Max thinks for a moment. “What about: live on forever in the hearts of those who loved you?”

“Aaargh aaargh aaargh,” you say. “I hate you and I hope you die.” But while you are flailing hopelessly, it is Vinaya who stays cool and collected.

“Max,” she says, “that’s really interesting. Would you be willing to talk more about your work, as an honored guest at next week’s Innovation Forum?”

Max’s face lights up. “I never thought of . . . me, at an Innovation Forum? As a special guest? That would be amazing! Of course, I’m really busy next week . . . but I can tell them to put the gene splicing on hold, just for a little while - the suppliers won’t like it, but maybe if we scale down . . .” He takes out his cell phone, opens the Asana app, and starts rescheduling furiously.

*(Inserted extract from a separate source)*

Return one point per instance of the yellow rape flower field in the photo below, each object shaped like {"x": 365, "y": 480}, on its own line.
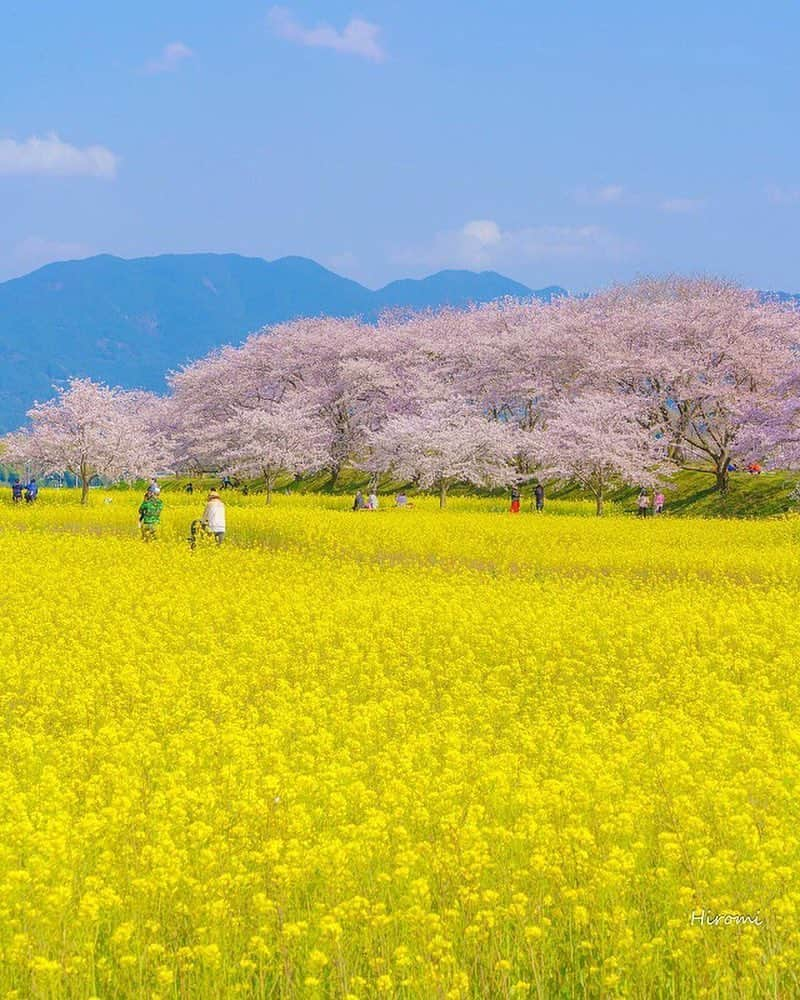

You give Vinaya a covert salute, then walk out of the party. The cool night air fills your lungs. You may not have met any new friends or sexual partners - in fact, you’ve decided against having sex ever again - but you’ve learned interesting new things about the world. Also, you have a plan. You’re going to figure out which CEOs are going to the next Innovation Forum, then buy antistock in their companies. Fuck-you money, here we come!